Прошел, с отвращением касаясь влажной земли («просто гадость!») — кот. «Тиги!» — окликнула его Анна Кирилловна. На оклик кот остановился на полушаге — не оглянулся, только нахохлился — мол, что? что надо? Немного постояв и так и не оглянувшись, пошел дальше. У собак не шаг — побежка трусцой, коты именно идут, — и, словно услышав ее мысли, из-под крыльца вылез пес с завернувшимся со сна ухом. Протянув вперед лапы, долго, с дрожью потянулся и бодро затрусил к Анне Кирилловне. От шедшего навстречу кота посторонился, отступив с дорожки — тот, не удостоив его и взгляда, проследовал мимо. Вежливый пес в цветы не полез, улегся у ног хозяйки.
Облокотившись о садовый стол, Анна Кирилловна уже снова чиркала спичкой:
— …Цветы люблю — за то, что молчат и нежны. Что не живут половой жизнью (мохнатый шмель, зарывшийся в глубокий цветок, раскачивая его, похоже, демонстрировал обратное)… Костя в блокаду сам не ел — нес домой свой кусок. И я не ела, у нас были дети: свои — не свои, какое имеет значение? Рот у меня был в язвах, но я не сдохла, потому что не ела всякую дрянь. Люди ведь больше травились, чем от голода дохли. Я подолгу могу не есть. Я больше могу, чем понимаю. На мне платья шевелятся. Мой муж — первый, настоящий, единственный (Костя — другое) — звал меня ведьмой — в средневековье таких сжигали. Я многое вижу, особенно когда не ем и не курю. Я… но об этом потом когда-нибудь. А дальше что ж? Сталин вызвал Костю в Москву, велел там жить. Ну и… Костя только выглядит аскетом. Он ****ун, тут ничего не попишешь. Они все слабы на передок. Он недавно тут переводчицу так лапал, что я уж пыталась возвратить его в какое-то приличие и сообразие, на что мне было заявлено, что он ее просто сублимирует. Ну, а тогда в Москве, вознесенный и обласканный, завел он роман с Лемпершей. Потом я ее видела, прелестная баба, редкостный, божественный цвет лица. О нас естественно было забыто. Он, как кобель, в погул все остальное забывает. А меня прижало — моча не шла. Софка, смешная, кричала мне: «Трите янтарь». Софа, Шура да Миша меня тогда из могилы вынули. Что? А ничего. Лет пять назад познакомили меня с Лемпершей. Она уже за это время трех мужей сменила. Есть женщины, у которых своя лестница браков. Вон там у нас за столом сидела. Ели, пили, вели беседы — всё честь по чести, как у порядочных людей. Гляжу, Лемперша что-то бледнеет и краснеет. Константин Аркадьевич вышел — она вдруг бросается ко мне; раскаивается и просит прощенья — дескать, если бы она тогда знала меня, то она бы с Константином Аркадьевичем спать ни в коем разе не стала: «Вы такая! Вы такая!» Вот, так вот. Но я же тоже стерва хорошая. «Ну что вы, говорю, милая, о чем? Когда у Константина Аркадьевича погул, он таких подбирает — в страшном сне не приснится: что называется — чем гаже, тем слаже. По чести сказать, я вам благодарна. Бог знает, на что он, если бы не вы, мог кинуться».

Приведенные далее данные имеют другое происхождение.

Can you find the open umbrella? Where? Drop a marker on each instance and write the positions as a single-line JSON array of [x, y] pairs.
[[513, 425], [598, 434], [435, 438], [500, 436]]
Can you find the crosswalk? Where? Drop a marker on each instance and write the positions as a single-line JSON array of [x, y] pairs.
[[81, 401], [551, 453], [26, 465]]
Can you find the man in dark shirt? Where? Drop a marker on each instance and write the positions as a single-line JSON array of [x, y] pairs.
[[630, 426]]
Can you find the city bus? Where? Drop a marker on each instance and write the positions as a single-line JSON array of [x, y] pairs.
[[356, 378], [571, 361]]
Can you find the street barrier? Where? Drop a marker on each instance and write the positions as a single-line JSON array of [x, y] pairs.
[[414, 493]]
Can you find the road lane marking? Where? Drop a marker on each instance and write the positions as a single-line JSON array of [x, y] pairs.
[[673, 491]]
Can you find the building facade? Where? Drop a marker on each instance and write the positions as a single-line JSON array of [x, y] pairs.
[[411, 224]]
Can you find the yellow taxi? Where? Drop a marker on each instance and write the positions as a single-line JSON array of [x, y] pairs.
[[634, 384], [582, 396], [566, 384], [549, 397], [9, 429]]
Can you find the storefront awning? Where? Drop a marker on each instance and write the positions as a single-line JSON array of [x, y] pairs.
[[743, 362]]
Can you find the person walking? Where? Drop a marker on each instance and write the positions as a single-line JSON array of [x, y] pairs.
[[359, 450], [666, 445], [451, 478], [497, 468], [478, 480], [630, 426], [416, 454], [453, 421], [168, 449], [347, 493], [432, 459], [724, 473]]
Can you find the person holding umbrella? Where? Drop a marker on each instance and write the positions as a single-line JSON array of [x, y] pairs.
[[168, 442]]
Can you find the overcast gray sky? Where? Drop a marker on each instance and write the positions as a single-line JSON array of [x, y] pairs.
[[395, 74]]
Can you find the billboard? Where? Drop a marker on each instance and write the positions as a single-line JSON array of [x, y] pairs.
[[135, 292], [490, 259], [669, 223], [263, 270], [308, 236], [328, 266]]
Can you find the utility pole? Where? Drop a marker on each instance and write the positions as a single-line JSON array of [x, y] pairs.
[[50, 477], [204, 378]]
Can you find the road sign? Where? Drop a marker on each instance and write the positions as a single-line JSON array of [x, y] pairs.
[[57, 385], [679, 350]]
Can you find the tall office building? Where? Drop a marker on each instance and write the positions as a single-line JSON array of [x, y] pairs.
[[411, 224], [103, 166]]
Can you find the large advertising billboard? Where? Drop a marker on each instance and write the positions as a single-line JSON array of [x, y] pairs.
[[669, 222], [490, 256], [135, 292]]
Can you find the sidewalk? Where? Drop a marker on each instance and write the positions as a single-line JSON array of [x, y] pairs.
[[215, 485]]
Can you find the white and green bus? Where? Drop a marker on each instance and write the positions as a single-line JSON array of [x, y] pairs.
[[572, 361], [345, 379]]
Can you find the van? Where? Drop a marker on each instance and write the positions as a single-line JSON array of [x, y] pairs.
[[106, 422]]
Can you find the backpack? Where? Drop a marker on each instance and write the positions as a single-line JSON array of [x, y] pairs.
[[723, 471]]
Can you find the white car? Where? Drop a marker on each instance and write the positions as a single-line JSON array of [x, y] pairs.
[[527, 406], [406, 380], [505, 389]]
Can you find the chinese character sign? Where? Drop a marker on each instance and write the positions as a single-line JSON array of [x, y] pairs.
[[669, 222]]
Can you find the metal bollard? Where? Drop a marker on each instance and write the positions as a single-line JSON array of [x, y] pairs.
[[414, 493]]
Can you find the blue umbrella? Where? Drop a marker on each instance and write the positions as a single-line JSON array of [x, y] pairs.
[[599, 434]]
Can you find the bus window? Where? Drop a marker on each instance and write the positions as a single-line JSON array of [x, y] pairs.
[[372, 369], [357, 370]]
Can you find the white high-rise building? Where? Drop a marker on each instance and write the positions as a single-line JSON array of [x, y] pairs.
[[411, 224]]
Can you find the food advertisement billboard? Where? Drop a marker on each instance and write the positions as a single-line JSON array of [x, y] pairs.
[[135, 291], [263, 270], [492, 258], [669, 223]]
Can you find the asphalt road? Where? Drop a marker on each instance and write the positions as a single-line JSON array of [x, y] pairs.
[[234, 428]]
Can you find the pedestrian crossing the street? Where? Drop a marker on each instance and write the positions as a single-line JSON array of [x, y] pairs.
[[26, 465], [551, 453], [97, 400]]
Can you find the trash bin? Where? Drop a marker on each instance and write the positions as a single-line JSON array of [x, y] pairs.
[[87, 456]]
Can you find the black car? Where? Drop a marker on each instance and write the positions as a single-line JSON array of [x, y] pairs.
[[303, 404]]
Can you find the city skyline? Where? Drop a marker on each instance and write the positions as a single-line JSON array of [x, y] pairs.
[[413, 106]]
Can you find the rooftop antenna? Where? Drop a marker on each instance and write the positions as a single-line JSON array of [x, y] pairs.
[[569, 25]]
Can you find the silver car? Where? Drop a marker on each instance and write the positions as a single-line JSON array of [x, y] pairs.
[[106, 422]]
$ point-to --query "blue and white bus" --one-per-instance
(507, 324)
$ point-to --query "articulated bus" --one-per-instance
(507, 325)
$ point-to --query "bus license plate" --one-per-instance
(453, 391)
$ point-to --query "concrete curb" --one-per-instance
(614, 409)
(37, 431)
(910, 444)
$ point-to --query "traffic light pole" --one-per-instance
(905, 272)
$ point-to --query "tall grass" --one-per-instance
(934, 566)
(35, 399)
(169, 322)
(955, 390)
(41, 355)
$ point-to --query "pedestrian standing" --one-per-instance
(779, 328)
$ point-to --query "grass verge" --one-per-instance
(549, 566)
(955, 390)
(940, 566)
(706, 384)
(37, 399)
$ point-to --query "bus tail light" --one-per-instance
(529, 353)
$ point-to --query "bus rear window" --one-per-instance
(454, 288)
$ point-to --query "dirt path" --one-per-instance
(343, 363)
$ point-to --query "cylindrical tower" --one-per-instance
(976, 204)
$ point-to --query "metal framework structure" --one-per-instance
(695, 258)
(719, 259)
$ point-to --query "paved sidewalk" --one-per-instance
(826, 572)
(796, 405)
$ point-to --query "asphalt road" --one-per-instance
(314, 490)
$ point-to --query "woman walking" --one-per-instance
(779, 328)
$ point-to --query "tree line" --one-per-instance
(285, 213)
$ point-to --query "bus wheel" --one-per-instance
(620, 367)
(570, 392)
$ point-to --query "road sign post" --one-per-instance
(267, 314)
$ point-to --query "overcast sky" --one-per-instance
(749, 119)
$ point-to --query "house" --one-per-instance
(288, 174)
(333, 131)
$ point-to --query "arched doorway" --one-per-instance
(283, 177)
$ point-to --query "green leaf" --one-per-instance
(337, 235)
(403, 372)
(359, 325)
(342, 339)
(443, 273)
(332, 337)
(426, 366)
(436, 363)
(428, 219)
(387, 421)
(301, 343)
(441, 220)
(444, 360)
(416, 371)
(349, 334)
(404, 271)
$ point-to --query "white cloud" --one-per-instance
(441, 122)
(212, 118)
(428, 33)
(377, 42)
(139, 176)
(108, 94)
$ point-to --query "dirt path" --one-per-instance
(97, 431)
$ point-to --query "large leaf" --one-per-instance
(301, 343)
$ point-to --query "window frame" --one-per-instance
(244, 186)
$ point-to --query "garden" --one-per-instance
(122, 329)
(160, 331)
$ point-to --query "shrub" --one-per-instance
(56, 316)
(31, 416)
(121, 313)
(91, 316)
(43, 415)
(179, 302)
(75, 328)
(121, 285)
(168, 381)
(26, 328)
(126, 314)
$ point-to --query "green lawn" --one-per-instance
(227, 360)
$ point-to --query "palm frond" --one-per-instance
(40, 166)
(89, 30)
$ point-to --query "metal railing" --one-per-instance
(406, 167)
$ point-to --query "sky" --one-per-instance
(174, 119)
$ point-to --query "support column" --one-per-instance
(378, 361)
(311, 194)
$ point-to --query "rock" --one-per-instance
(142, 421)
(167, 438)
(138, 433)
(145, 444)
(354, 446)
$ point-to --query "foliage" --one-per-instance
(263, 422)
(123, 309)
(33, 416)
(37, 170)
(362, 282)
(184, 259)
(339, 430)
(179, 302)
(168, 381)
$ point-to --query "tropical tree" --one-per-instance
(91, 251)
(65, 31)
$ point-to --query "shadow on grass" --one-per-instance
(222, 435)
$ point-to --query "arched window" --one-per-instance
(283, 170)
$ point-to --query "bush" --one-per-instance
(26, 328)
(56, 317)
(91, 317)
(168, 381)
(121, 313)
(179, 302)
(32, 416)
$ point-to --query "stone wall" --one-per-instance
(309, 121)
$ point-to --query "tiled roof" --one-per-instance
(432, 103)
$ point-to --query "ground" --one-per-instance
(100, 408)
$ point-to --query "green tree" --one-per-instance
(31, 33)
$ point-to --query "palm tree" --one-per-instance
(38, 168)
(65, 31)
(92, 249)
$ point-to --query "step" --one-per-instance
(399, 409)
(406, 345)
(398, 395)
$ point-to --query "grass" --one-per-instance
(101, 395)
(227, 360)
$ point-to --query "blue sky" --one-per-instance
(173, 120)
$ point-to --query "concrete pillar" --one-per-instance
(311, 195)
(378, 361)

— А Константин Аркадьевич не слышал?
— Нет, почему же, к концу нашего разговора он как раз вернулся. Что, что? Немножко был раздражен нарушением приличий: «Нюся! Валентина Юрьевна! Ну что это вы? Может, я тут лишний?» Тут уж мы обе развеселились. А то мадам, похоже, была несколько задета моими формулировками. И к месту Антон Олегович пожаловал, был очень мил со мной и галантен. «Какие у вас мужики!» — сказала Лемперша, уходя. «Иных не держим, мадам. Иных не держим».